The compatibility of GIAANN Biological Artificial Intelligence and frontier‑scale GPU superclusters

Summary

This post describes a distributed GIAANN training and inference implementation on a large peer-to-peer GPU cluster. The design assumes 1m+ concept columns at ~1GB->1TB each, with most nodes dedicated to storing concept columns in RAM (not used for primary computation), and a smaller batch B of nodes dedicated to primary compute for training and inference.

Storage Layout Assumptions

  • Most nodes store a subset (1+) of concept columns (in RAM) and primarily serve data to/from computation nodes.
  • Concept columns are large (~1GB->1TB each), so the cluster is storage-heavy relative to compute.
  • GIAANNpy currently stores entire concept columns in database/observedColumns files (typically Ext4 SSD filesystem). In a distributed implementation, concept column features (including their outgoing connections) may be split into separate RAM regions rather than a single large sparse PyTorch tensor to speed up inference.

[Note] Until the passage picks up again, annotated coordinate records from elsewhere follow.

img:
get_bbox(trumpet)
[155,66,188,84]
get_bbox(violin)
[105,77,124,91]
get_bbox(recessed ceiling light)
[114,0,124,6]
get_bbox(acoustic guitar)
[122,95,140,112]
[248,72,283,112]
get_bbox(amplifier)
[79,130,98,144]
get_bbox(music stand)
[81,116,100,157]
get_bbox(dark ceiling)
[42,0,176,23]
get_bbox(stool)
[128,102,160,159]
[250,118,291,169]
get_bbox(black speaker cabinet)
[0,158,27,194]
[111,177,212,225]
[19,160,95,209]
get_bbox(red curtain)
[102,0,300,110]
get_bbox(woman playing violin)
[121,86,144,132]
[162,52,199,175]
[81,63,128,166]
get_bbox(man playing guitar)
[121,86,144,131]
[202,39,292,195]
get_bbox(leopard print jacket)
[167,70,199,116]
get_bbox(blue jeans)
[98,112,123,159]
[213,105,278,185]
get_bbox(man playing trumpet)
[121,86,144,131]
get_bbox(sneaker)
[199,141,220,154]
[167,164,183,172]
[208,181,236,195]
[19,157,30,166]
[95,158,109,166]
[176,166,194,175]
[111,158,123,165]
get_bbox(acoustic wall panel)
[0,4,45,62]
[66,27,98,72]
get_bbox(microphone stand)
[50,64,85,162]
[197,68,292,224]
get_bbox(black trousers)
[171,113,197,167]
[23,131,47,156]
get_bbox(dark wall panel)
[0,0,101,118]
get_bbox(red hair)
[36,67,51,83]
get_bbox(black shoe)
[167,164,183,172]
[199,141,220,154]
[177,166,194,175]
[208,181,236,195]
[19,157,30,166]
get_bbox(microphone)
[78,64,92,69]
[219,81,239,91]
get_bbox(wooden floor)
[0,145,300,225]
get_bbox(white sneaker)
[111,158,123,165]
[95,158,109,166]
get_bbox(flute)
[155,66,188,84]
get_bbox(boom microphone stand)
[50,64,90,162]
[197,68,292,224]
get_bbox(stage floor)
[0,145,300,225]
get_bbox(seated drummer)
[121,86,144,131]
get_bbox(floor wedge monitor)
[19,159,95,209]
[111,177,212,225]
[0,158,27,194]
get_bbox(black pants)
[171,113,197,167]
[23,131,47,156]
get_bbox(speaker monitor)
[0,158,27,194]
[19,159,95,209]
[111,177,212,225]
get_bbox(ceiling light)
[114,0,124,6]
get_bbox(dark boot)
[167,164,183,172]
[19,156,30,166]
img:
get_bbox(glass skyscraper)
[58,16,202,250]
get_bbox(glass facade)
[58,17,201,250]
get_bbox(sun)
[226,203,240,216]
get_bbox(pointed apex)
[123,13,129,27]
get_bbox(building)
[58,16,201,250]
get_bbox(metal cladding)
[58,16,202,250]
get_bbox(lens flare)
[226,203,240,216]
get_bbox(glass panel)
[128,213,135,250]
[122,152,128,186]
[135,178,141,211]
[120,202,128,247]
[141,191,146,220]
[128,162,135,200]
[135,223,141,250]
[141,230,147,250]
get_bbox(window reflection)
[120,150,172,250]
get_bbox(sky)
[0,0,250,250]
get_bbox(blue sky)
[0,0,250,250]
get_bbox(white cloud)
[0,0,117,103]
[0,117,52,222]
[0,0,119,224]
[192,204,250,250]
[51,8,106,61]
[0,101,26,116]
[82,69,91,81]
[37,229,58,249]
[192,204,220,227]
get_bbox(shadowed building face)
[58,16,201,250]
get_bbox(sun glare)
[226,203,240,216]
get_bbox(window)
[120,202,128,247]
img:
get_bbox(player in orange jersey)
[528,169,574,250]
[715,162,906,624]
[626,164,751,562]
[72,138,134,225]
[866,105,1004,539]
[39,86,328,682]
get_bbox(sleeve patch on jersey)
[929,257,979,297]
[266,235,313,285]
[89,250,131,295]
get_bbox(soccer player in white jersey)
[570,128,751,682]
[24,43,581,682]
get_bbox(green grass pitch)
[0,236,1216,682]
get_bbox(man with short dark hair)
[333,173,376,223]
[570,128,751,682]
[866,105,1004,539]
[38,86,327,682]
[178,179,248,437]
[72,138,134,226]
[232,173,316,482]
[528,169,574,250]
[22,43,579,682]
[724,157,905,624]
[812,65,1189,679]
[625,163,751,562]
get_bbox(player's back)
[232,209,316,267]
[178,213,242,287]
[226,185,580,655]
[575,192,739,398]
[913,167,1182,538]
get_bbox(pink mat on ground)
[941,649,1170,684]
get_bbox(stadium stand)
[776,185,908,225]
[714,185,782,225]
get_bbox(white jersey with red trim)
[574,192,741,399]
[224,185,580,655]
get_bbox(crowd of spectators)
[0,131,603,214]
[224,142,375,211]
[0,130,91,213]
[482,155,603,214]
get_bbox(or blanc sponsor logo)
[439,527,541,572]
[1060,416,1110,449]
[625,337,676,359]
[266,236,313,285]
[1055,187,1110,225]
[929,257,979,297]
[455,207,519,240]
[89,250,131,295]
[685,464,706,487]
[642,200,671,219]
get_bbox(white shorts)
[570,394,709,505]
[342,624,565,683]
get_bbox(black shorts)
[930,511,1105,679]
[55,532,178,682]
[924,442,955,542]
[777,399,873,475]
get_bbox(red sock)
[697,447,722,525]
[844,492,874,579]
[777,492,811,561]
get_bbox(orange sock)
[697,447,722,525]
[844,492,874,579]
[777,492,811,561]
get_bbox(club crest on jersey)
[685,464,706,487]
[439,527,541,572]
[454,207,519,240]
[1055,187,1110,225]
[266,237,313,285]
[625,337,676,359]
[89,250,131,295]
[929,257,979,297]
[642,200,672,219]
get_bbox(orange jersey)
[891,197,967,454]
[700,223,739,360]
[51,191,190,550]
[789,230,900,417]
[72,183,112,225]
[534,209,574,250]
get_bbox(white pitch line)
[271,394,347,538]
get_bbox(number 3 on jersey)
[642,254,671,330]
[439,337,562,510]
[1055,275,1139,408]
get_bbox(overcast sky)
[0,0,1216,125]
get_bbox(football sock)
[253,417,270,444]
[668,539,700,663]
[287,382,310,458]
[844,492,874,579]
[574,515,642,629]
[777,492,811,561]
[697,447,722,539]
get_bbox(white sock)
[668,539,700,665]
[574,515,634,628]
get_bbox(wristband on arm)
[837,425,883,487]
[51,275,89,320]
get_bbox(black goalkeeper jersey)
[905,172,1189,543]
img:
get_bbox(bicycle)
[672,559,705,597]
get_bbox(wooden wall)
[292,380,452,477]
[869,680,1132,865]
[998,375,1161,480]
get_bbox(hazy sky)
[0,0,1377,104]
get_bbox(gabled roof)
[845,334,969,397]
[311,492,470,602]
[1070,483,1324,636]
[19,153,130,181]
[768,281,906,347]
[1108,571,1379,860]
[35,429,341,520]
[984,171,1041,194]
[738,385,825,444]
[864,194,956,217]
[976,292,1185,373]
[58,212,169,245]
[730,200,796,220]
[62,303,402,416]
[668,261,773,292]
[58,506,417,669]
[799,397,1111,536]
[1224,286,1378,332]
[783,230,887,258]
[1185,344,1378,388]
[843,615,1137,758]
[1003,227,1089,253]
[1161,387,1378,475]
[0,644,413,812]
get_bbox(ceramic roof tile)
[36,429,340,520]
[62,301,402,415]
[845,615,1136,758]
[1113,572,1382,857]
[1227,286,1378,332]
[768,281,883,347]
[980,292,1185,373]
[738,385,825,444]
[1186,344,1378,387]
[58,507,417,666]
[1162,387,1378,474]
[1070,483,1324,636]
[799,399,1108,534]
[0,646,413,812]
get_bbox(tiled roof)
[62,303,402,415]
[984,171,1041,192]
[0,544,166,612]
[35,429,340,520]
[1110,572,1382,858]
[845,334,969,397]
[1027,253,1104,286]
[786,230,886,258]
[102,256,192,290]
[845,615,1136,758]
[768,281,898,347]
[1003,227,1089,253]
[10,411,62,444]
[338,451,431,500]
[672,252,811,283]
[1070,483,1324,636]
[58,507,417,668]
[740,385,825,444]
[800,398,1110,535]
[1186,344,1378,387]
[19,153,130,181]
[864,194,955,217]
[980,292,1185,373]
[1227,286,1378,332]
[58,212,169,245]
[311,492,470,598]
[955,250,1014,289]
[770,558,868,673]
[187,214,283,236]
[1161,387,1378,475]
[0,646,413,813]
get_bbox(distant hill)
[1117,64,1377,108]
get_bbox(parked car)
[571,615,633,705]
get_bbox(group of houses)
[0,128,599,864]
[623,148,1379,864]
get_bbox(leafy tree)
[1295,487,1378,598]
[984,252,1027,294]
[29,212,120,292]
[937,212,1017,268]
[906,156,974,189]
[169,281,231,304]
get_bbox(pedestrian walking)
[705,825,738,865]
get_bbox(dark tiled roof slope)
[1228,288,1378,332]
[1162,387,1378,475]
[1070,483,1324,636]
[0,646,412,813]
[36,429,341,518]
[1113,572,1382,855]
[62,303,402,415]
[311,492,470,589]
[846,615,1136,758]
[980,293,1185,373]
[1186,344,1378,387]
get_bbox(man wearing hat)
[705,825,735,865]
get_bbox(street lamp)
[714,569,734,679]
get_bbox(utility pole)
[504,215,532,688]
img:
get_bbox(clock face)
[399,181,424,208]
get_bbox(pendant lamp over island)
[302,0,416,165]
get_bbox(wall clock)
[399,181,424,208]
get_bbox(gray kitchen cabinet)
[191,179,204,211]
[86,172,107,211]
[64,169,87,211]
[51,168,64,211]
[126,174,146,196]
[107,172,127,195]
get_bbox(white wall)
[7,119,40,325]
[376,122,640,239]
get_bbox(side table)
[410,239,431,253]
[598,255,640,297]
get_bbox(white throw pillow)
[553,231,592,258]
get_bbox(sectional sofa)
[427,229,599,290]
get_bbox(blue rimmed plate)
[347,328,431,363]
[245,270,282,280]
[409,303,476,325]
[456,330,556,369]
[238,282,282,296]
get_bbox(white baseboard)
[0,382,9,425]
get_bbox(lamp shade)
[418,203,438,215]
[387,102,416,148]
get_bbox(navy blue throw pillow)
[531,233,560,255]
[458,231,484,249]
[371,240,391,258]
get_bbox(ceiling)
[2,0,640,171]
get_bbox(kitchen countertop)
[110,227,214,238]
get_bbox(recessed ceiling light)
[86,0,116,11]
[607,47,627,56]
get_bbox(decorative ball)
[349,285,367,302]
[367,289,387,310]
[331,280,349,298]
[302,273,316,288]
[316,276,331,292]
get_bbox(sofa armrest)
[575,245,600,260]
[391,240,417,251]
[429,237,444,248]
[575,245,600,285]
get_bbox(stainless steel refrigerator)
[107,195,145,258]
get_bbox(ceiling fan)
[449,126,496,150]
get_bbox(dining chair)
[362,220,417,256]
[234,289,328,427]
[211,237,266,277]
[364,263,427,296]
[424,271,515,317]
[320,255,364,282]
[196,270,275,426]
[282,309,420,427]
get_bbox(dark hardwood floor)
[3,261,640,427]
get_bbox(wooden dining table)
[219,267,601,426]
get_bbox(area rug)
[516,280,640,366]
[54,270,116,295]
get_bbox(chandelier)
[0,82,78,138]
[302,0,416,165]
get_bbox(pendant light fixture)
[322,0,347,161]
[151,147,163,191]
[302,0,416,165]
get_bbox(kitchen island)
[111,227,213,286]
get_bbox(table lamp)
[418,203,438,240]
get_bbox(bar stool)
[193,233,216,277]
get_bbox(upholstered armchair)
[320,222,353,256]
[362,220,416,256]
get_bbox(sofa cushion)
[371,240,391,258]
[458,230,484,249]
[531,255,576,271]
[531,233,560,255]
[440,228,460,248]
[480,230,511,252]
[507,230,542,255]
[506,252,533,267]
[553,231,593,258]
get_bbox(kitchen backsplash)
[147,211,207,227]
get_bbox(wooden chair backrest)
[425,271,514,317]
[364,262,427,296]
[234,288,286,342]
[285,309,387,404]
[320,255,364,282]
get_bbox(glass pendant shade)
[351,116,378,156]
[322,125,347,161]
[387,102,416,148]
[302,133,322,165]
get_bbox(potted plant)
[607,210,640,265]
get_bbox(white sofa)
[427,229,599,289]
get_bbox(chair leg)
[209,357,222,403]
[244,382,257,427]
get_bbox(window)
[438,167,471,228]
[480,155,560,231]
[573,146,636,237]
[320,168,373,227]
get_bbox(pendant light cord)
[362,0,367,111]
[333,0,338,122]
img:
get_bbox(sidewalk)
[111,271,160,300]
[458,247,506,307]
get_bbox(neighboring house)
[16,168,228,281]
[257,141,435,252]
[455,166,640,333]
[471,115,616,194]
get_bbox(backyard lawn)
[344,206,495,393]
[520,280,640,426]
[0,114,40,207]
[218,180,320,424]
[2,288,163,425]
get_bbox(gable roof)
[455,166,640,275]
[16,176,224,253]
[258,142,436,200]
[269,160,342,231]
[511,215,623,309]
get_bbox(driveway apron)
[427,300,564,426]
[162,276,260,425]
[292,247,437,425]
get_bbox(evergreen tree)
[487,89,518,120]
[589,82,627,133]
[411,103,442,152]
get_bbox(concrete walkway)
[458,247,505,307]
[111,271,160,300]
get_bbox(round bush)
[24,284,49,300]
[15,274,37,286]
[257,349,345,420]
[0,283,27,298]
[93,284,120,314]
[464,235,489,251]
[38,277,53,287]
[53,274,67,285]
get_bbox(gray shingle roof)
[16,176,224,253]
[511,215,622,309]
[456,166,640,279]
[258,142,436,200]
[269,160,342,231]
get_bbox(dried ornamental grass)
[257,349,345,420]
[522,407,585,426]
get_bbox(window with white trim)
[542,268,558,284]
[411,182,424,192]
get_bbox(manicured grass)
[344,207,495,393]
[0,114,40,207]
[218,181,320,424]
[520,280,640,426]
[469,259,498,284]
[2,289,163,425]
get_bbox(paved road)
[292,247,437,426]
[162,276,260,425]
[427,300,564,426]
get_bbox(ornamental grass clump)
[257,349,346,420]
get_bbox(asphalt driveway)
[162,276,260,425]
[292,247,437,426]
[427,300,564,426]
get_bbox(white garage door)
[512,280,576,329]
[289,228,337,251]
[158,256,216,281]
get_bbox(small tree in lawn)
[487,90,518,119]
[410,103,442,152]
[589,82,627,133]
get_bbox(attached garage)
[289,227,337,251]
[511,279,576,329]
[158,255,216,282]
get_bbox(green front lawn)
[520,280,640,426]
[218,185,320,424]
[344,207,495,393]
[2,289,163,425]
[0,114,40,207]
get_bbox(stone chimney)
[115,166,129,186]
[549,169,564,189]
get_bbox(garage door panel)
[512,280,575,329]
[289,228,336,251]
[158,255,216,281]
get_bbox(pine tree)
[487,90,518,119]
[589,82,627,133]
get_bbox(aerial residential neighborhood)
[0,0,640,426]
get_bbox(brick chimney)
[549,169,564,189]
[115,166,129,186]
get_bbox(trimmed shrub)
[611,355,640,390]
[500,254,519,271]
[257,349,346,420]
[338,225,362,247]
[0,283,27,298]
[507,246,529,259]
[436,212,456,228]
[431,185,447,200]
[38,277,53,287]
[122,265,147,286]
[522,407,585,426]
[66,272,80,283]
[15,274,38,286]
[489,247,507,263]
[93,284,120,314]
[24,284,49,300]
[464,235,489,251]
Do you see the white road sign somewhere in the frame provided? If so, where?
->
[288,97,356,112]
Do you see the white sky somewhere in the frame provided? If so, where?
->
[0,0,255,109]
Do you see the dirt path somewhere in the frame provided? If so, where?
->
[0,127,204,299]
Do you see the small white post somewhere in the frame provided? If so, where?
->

Training Parallelism (Multiple Sequences)

Description

  • Each training round (sequence) is assigned to a dedicated computation node.
  • Sequences are either randomly selected or preselected to minimize overlap in concept columns, reducing interconnect contention.
  • The computation node builds a dense PyTorch subnetwork for the sequence connectivity (see GIAANNproto_databaseNetworkTrainExcitation.py).
  • The computation node sends per-sequence concept column data to the storage nodes responsible for those concept columns.
  • Transferred data is typically limited to sequence features when trainSequenceObservedColumnsUseSequenceFeaturesOnly=True (densified view of sparse columns).
  • Storage nodes independently integrate updates into their sparse concept column tensors (see updateObservedColumns() in GIAANNproto_sequenceObservedColumnsExcitation.py).

Diagram (Training)

Training parallelism diagram

Inference Parallelism (Multiple Sequences)

Description

  • Each sequence corresponds to a separate user prompt/prediction (inference for a single sequence is not parallelized; it executes per token).
  • Each computation node in batch B handles one prompt+prediction sequence.
  • Each computation node keeps its own globalFeatureNeurons tensor in GPU memory (very large, 100GB+ in production).
  • For each token (inference round):
    • The computation node requests the full concept column data for the token (concept column feature), including outgoing connections.
    • The computation node computes target activations.
    • The computation node updates its local globalFeatureNeurons tensor.
    • The process repeats for the next token in the seed/prediction sequence.

Diagram (Inference)

Inference parallelism diagram

Notes

  • The training batch size B is bounded by interconnect bandwidth and storage node parallelism.
  • Sequence selection that minimizes column overlap reduces contention and improves throughput.
  • Splitting concept column features into multiple RAM regions could reduce sparse tensor overhead for inference.